Open wernight opened this issue 12 years ago • 6 comments

Having '-help' isn't common, it should mean '-h -e -l -p' wereas '--help' should be the long form.

wernight avatar May 01 '12 12:05 wernight

True. This isn't common, however, changing this will not only break existing code (which may be acceptable in some cases, using the [Obsolete] attribute for example), it will break existing apps. Breaking existing apps affects users of the app instead of developers and this is not acceptable. For example, if one has a script with the following lines:

myexe login -user=john -pass=foobar

Unless a developer updates the myexe code, the script will no longer work.

Thanks for the suggestion. I may consider a "CLAP2" and have this supported.

adrianaisemberg avatar May 01 '12 14:05 adrianaisemberg

I agree. First I forgot another benefit: The arguments end market: mycmd --foo foo -- --this-is-a-file -another-one

There are still solutions:

  1. Flag to support "-help" => "-h -e -l -p"
  2. Major version with clear backward incompatible changes (much cleaner).

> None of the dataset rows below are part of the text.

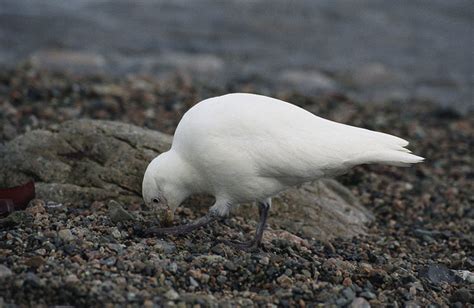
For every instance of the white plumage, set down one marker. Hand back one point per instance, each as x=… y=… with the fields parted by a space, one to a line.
x=246 y=147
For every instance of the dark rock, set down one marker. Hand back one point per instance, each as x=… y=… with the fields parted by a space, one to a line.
x=348 y=293
x=165 y=247
x=359 y=302
x=118 y=214
x=438 y=273
x=368 y=295
x=14 y=219
x=5 y=272
x=463 y=295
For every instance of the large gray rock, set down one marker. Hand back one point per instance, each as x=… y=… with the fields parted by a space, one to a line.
x=82 y=161
x=87 y=160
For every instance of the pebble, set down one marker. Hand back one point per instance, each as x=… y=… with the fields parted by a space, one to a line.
x=368 y=295
x=71 y=279
x=438 y=273
x=172 y=295
x=285 y=281
x=36 y=206
x=66 y=235
x=359 y=302
x=5 y=272
x=165 y=247
x=35 y=261
x=118 y=214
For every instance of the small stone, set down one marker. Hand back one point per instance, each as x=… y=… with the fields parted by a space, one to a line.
x=348 y=293
x=116 y=233
x=368 y=295
x=205 y=278
x=347 y=282
x=165 y=247
x=71 y=279
x=193 y=282
x=462 y=295
x=230 y=266
x=285 y=281
x=35 y=261
x=465 y=275
x=148 y=304
x=264 y=260
x=109 y=261
x=118 y=214
x=66 y=235
x=359 y=302
x=438 y=273
x=172 y=295
x=36 y=206
x=221 y=279
x=5 y=272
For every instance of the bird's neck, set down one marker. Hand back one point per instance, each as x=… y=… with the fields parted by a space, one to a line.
x=182 y=173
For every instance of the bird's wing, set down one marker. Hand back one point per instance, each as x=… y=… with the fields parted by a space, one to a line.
x=284 y=141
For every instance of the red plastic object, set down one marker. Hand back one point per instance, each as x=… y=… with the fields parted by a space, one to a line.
x=16 y=198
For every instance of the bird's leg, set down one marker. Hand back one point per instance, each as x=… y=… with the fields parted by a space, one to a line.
x=252 y=245
x=183 y=229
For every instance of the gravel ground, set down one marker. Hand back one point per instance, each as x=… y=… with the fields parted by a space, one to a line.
x=413 y=254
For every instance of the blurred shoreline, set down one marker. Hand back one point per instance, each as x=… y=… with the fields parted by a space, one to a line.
x=371 y=51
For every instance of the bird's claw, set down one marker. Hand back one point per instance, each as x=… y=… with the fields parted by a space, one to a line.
x=250 y=246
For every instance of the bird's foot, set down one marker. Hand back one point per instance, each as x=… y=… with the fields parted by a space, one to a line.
x=178 y=230
x=249 y=246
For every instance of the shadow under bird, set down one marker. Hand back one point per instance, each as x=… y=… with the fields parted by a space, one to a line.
x=246 y=147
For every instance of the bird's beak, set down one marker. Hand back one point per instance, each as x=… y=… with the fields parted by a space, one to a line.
x=166 y=216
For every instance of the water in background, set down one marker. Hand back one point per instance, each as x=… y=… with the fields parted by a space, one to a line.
x=373 y=50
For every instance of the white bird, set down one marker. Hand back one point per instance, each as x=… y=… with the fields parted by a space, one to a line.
x=247 y=147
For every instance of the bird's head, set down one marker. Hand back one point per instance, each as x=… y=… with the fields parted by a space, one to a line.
x=162 y=188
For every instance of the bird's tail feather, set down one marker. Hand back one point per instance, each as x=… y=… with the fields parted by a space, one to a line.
x=400 y=157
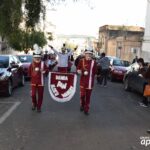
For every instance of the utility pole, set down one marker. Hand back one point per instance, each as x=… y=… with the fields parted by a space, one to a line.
x=146 y=41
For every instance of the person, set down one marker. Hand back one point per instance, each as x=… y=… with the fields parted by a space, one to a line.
x=87 y=69
x=143 y=72
x=37 y=70
x=104 y=67
x=62 y=58
x=135 y=59
x=77 y=60
x=51 y=62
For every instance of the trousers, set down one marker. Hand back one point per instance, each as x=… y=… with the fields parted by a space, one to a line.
x=37 y=95
x=85 y=95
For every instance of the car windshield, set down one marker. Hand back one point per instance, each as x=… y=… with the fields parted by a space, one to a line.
x=25 y=59
x=126 y=63
x=4 y=61
x=117 y=62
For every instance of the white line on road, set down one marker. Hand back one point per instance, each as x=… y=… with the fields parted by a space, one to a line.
x=8 y=113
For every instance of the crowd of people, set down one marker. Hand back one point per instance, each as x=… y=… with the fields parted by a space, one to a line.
x=86 y=66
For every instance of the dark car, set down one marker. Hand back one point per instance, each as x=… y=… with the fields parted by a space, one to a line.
x=132 y=79
x=117 y=69
x=11 y=74
x=126 y=63
x=26 y=60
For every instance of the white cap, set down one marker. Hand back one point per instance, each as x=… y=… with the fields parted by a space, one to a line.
x=37 y=51
x=88 y=51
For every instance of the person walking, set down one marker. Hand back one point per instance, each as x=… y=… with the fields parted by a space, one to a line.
x=87 y=69
x=104 y=65
x=135 y=59
x=62 y=58
x=37 y=70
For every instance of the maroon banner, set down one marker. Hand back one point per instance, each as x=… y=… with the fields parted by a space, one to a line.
x=62 y=86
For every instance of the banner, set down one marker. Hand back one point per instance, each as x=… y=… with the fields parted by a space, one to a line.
x=62 y=86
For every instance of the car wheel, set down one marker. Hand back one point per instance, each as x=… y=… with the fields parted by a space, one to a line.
x=22 y=82
x=9 y=88
x=126 y=85
x=111 y=78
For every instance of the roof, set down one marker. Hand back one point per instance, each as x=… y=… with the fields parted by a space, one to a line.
x=122 y=27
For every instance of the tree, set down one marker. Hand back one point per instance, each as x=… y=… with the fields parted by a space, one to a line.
x=33 y=9
x=11 y=15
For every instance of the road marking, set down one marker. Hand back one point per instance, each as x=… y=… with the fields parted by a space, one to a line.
x=8 y=113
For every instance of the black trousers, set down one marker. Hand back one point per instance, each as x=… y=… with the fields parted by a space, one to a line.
x=102 y=79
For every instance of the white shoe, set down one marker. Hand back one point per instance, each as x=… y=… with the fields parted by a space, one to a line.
x=143 y=105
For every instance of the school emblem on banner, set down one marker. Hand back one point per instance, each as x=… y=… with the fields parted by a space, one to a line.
x=62 y=86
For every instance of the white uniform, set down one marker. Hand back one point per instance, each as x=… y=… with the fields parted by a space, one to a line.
x=62 y=58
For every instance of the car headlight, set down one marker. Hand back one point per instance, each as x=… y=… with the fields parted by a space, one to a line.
x=4 y=76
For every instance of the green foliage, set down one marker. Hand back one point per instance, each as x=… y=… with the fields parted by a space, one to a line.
x=39 y=38
x=21 y=40
x=50 y=36
x=10 y=16
x=33 y=8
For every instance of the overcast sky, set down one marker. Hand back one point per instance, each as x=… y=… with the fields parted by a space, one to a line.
x=81 y=18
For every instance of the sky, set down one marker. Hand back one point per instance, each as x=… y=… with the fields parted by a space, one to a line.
x=86 y=18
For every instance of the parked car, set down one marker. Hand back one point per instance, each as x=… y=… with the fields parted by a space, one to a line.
x=132 y=80
x=126 y=63
x=11 y=74
x=117 y=69
x=26 y=60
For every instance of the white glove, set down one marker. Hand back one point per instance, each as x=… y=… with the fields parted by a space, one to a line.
x=79 y=71
x=85 y=73
x=140 y=75
x=37 y=69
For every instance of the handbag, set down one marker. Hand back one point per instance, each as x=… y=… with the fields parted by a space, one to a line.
x=147 y=90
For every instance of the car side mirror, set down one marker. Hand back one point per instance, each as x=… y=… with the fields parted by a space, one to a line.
x=14 y=65
x=9 y=69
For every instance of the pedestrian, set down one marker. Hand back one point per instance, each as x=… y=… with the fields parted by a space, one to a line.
x=37 y=71
x=135 y=59
x=104 y=67
x=62 y=58
x=87 y=69
x=144 y=73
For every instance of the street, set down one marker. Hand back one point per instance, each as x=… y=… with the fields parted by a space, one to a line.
x=116 y=121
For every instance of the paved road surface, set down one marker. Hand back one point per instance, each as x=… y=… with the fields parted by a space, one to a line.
x=116 y=122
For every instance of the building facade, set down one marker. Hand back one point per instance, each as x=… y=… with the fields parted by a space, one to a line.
x=146 y=39
x=124 y=42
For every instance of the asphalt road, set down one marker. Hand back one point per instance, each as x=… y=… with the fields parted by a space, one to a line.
x=116 y=122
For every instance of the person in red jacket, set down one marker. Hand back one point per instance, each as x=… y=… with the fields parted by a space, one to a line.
x=37 y=71
x=87 y=69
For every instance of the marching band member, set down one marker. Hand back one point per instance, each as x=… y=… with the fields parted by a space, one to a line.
x=37 y=70
x=62 y=58
x=87 y=69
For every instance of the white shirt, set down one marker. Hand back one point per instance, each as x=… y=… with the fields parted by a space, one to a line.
x=62 y=58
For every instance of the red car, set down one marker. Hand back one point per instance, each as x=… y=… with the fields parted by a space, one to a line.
x=26 y=60
x=11 y=74
x=118 y=69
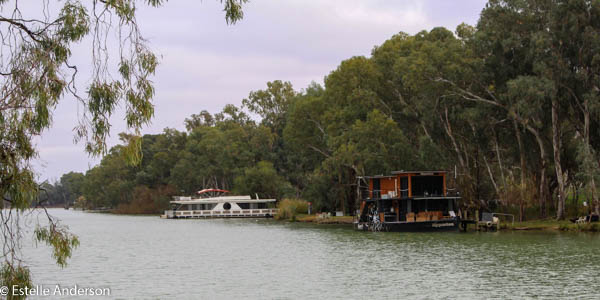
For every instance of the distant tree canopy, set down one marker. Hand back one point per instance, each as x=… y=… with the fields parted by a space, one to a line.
x=512 y=105
x=37 y=71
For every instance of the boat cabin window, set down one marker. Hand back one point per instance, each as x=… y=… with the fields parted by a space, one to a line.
x=427 y=186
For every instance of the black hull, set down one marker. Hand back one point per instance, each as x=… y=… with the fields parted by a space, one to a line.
x=425 y=226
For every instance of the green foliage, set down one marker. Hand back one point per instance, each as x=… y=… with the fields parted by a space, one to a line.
x=478 y=101
x=289 y=209
x=59 y=239
x=263 y=180
x=19 y=276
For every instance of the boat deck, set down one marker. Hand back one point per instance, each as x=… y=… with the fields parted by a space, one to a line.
x=202 y=214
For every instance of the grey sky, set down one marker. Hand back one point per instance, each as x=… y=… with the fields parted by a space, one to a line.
x=206 y=64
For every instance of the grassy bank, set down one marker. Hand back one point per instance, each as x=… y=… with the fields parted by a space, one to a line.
x=552 y=225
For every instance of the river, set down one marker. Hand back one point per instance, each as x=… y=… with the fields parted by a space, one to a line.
x=145 y=257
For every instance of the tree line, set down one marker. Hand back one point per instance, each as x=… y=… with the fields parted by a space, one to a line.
x=511 y=106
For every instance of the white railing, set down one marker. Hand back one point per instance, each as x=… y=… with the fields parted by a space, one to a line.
x=262 y=212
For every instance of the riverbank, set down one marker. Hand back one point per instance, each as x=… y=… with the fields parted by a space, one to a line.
x=550 y=225
x=328 y=220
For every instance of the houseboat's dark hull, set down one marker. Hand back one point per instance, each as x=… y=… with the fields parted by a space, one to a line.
x=424 y=226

wernight avatar May 02 '12 10:05 wernight

Can you please elaborate more on the "end market" you mentioned? I'm not sure I understand this line: mycmd --foo foo -- --this-is-a-file -another-one

adrianaisemberg avatar May 02 '12 17:05 adrianaisemberg

Everything after a " -- " will never be interpreted as a named parameter. Other than that, it has no effect.

For example both are equivalent:

mycmd --arg1 ok foo-file bar-file 
mycmd --arg1 ok -- foo-file bar-file 

It's useful when you want to make sure that file names that possibly start by "-" or "--" will not be interpreted as optional parameter values. For example this is different

mycmd --arg1 ok --arg1      # Interpreted as argument named "arg1"
mycmd --arg1 ok -- --arg1   # Interpreted as unnamed argument "--arg1"

It might not seem that useful at first but for example I use msysgit on Windows. Meaning I can call: find ... | xargs mycmd -arg1 ok -- which would be safer.

NDesk.Options supports that notation.

wernight avatar May 02 '12 20:05 wernight

I would also like to see this.

Or rather the full GNU style standard since I'm porting some Unix based tools to .Net and need to follow that convention. But I'm putting this here rather than creating a new issue. The minimum would be:

--long-option   # for long option names
-s              # for short option names
-abc            # for multiple short options without arguments (one character per option)
-s arg          # short option with argument
--long arg      # long option with argument

I found this project when looking for a verb based parser since I also need to be able to do something like git or mercurial:

git [verb] [verb specific options]

If you want, you could check the gnu getopt documentation although I personally find the POSIX specification a bit easier to digest.

You have some great code going on here. Maybe it would be enough to create an alternate parser with different rules. Besides, the default behavior can remain totally the same so no implementations are broken.

Would you be interested in any contributions regarding this?

alexanderfast avatar Nov 20 '12 16:11 alexanderfast

It was a long time since my last contribution to the project. I actually considered it "done" (only bug fixing). Answering your question - yes, I would very much be interested in any contributions.